Southern Baptist foreign mission and Indian mission efforts have fallen by the wayside, spiritual casualties of the war. In their place is a now-intense focus on mission work among the Confederacy’s white men serving in the army. Believing they are called of God to save the army in order to save the nation, Baptist leaders of the South are daily rallying home front support for the evangelization of an army full of wickedness.

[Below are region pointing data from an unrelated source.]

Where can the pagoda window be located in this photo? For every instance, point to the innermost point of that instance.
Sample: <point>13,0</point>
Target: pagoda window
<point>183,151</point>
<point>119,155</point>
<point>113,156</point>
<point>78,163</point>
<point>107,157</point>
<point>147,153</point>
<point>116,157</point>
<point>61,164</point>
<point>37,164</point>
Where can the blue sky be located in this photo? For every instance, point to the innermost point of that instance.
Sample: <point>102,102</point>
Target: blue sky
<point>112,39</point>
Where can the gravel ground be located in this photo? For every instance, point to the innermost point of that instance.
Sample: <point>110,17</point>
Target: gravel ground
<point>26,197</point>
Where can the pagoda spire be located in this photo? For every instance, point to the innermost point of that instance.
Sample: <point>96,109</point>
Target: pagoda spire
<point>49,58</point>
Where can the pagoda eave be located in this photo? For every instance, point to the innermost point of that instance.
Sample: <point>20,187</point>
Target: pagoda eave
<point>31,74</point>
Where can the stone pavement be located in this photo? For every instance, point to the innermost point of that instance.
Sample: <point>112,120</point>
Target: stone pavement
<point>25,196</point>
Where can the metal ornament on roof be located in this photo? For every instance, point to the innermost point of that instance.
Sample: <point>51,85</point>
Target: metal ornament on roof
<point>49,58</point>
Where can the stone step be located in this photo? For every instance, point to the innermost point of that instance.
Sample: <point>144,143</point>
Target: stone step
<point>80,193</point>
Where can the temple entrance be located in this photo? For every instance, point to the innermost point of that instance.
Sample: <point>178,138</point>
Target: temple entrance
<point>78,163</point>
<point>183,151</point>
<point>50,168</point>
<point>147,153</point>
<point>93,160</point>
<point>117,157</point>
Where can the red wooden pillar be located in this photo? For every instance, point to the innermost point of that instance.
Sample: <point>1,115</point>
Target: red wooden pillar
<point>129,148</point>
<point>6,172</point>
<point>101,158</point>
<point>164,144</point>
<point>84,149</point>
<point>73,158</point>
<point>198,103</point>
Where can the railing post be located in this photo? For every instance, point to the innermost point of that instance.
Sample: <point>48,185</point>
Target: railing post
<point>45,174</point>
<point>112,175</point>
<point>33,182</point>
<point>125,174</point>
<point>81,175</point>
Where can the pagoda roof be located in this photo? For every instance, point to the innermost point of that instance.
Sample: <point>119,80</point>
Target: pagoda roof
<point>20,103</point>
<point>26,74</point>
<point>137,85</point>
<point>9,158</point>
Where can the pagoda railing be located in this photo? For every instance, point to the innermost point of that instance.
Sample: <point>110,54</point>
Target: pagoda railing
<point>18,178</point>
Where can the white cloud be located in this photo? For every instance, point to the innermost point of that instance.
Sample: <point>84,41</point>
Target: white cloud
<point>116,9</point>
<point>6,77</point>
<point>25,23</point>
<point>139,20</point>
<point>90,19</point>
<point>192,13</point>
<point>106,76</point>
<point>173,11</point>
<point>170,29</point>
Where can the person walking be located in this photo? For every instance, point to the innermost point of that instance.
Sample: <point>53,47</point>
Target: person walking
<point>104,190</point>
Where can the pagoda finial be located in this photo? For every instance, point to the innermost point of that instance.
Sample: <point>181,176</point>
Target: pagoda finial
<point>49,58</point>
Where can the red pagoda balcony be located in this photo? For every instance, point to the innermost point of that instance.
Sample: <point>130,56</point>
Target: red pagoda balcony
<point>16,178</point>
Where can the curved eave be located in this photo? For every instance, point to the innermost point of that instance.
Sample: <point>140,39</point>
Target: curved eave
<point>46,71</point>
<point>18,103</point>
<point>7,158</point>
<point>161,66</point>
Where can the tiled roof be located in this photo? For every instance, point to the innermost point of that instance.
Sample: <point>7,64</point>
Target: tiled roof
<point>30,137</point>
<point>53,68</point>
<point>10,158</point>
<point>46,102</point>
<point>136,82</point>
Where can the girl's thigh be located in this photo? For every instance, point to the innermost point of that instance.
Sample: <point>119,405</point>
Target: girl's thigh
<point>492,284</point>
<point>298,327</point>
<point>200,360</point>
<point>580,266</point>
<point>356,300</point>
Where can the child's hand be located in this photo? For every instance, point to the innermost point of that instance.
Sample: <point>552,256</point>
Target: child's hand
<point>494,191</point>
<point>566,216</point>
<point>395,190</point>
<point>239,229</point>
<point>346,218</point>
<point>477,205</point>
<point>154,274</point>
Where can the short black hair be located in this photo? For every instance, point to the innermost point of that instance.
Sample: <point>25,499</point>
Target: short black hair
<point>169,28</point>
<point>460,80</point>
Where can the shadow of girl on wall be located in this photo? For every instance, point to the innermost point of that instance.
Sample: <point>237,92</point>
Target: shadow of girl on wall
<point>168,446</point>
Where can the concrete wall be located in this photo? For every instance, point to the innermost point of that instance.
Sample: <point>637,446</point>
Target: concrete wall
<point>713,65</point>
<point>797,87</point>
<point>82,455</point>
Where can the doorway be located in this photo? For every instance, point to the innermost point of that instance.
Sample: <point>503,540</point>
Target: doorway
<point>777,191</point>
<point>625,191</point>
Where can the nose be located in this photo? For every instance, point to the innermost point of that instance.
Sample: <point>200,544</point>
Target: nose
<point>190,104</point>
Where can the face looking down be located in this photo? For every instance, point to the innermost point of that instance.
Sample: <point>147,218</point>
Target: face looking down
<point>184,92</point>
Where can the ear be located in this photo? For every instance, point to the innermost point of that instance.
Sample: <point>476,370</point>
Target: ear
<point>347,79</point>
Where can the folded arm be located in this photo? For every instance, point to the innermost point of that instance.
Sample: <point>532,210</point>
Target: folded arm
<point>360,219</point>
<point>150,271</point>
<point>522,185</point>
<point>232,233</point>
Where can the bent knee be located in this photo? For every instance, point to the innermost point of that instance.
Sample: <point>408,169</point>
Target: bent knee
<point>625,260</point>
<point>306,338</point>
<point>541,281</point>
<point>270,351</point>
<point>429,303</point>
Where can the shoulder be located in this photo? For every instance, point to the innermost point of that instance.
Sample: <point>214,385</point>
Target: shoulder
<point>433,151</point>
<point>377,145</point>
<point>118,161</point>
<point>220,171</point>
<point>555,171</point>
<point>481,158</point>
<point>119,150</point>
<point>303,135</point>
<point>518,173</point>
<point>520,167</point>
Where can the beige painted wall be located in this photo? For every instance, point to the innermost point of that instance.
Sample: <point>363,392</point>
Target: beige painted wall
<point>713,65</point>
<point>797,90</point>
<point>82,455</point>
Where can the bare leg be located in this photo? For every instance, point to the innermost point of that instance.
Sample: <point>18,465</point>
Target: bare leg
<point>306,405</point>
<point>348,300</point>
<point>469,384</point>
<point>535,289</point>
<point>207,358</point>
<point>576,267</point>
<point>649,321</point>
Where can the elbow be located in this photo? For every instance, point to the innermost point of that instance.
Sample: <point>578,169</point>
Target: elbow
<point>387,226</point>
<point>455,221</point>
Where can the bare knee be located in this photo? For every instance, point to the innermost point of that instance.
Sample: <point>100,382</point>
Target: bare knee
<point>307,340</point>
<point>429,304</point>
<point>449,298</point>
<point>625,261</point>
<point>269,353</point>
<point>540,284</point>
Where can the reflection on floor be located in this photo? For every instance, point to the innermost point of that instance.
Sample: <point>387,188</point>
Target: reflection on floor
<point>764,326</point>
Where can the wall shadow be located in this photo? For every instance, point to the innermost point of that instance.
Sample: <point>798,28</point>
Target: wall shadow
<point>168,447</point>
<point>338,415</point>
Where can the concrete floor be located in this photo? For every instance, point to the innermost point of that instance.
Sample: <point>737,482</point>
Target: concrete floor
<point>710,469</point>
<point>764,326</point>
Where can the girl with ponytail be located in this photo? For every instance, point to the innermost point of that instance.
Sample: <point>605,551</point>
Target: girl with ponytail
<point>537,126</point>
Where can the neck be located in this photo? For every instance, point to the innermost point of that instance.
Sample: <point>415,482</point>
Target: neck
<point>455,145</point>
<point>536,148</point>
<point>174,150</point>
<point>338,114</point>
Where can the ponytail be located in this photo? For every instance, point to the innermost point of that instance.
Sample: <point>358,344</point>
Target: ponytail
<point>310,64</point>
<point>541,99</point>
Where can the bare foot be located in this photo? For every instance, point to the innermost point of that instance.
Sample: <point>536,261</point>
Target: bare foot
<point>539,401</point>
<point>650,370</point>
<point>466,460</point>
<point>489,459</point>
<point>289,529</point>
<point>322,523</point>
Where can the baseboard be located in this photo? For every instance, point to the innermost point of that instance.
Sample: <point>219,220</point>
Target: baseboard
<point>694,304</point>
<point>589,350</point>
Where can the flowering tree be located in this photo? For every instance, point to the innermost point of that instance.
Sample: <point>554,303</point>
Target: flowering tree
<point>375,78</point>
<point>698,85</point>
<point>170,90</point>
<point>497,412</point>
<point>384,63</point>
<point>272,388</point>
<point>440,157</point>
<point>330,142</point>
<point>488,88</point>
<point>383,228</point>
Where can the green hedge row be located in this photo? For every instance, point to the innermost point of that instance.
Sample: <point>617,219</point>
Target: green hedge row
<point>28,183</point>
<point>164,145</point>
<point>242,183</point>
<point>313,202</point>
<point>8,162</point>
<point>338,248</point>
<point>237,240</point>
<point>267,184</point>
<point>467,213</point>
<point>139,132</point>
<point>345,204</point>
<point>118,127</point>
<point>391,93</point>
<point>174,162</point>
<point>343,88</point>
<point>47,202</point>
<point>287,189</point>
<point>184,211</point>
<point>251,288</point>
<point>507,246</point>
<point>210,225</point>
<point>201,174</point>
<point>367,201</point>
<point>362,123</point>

This (soldier’s colportage) is now the work of Christians. The Providence of God has cut us off from other fields of usefulness, and, in this, has opened for us a mighty theatre for the fullest display of christian liberality, effort and sacrifice. We dare not neglect the cultivation of this golden opportunity for the evangelization of our people: Christians, at the peril of the divine displeasure only, may omit to share in the sacrifices and exertions attendant upon this great work. Never before, in the history of nations or of wars, was there such an opportunity for the display of christian zeal, for benefitting one’s own country, or for softening the rigors of war and the cruelties of man, by the sweet amenities of the Gospel.
The delightful duty is offered to all; and its benefits accrue to all. Our country–our own beloved country–those whom we love, and who are laying down their lives for us and for our happiness, are the recipients of our bounty and the objects of our beneficence.
Agents the most simple, and at the same time the most comprehensive and efficacious, are employed–they are simply the diffusion, by faithful colporteurs, of evangelical truth, and the christian converse of zealous missionaries. In Richmond and Petersburg, Va.; in Charleston, S.C., and in Macon, Ga., are publication societies, whose Tracts are being scattered all through our armies, and whose colporteurs are braving the wind, the storm, the rain and the cold, in order to reach the rank and file and sow the seeds of eternal life.
Let us help those men with our money. Thus will we best encourage the defenders of our soil, and secure the blessings of Almighty God.